Why this wins: By running a Speech-to-Speech (S2S) model at the edge or as a low-latency stream, the "map" becomes a proactive guide. It eliminates the need for touchscreens (more hygienic and accessible) and provides a "human-first" interface in a machine-driven environment.

I’m not just talking about what could be done. I’ve actually built a prototype to show you how this looks in the real world. Below is a working example of this exact use case in action, leveraging Strands and a bidirectional audio loop.

Working Example Shop Location Assistant

import asyncio
from strands.experimental.bidi import BidiAgent, BidiAudioIO
from strands.experimental.bidi.io import BidiTextIO
from strands.experimental.bidi.models import BidiNovaSonicModel
from strands import tool
from strands_tools import calculator, current_time

# Create a bidirectional streaming model
model = BidiNovaSonicModel()

# Define a custom tool
@tool
def get_shop_location(shop: str) -> str:
"""
Get the shop for a location from the this place.

Args:
shop: Name of the shop to locate

Returns:
A string with the instructions to find the shop.
"""
print("get_shop_location called with shop:", shop)
# In a real application, call the location API that retunrn this instructions
locations = {
"starbucks": "Take the elevator at your right, go to the second floor and turn left in that hall you will find it at the right.",
"apple store": "Go straight ahead from the main entrance, take the escalator to the first floor, and it's on your left.",
"food court": "Head to the center of the mall, take the stairs to the third floor, and you'll see it right in front of you.",
"bookstore": "From the main entrance, turn right and walk past the clothing stores; it's next to the toy store."
}
if shop.lower() in locations.keys():
print("Found location for shop:", shop)
return locations[shop.lower()]
else:
return f"Sorry, We don't have that shop in the mall."


# Create the agent
agent = BidiAgent(
model=model,
tools=[calculator, current_time, get_shop_location],
system_prompt="You are a mall assistant that helps the people find any shop in a mall. Keep responses concise and natural."
)

# Setup audio I/O for microphone and speakers
audio_io = BidiAudioIO()
text_io = BidiTextIO()
# Run the conversation
async def main():
await agent.run(
inputs=[audio_io.input()],
outputs=[audio_io.output(), text_io.output()],
)

asyncio.run(main())

You’ll notice that I’ve hardcoded the shop locations within the tool. In this specific use case, that’s actually a strategic choice. Since the physical map is in a fixed location and store directories don’t change daily, hardcoding provides 100% accuracy and near-zero latency. > While you could connect this to an external API or use a RAG (Retrieval-Augmented Generation) approach with a digital map, those methods often increase costs and introduce the risk of the model "hallucinating" directions. For a high-traffic mall environment, a simple, local "source of truth" is often the most robust solution.

Demo Video:

The Challenge: Tackling Environmental Noise

No experimental feature is without its "growing pains." During my testing, I hit a significant hurdle: white noise sensitivity.
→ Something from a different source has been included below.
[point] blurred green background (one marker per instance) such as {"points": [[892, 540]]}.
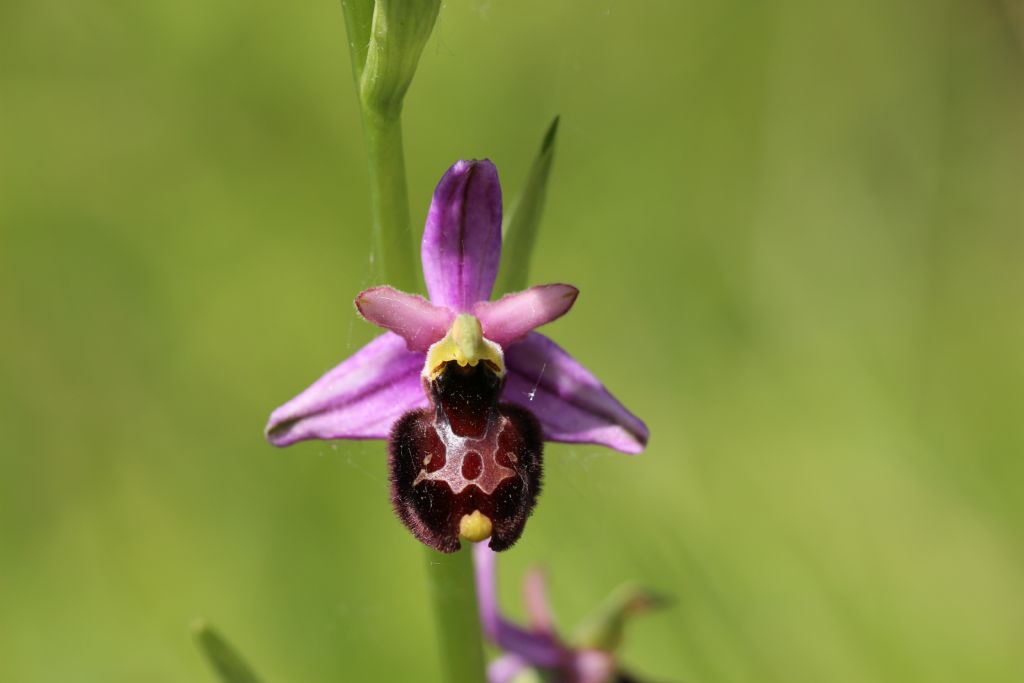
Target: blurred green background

Because bidirectional streaming is designed for natural conversation, it’s constantly listening for a "barge-in" (when a user interrupts the AI). I found that if my computer fan kicked in to cool the processor, the built-in microphone picked up that hum as an interruption. This caused the agent to stop mid-sentence, thinking I was trying to speak.

Technical Note on Nova Sonic Versions:

Current State: At the time of writing, the Strands integration is primarily optimized for nova-sonic-v1. This version currently lacks granular settings to adjust the "interruption threshold."

The Future: The upcoming nova-sonic-v2 promises better configurations for noise suppression and sensitivity.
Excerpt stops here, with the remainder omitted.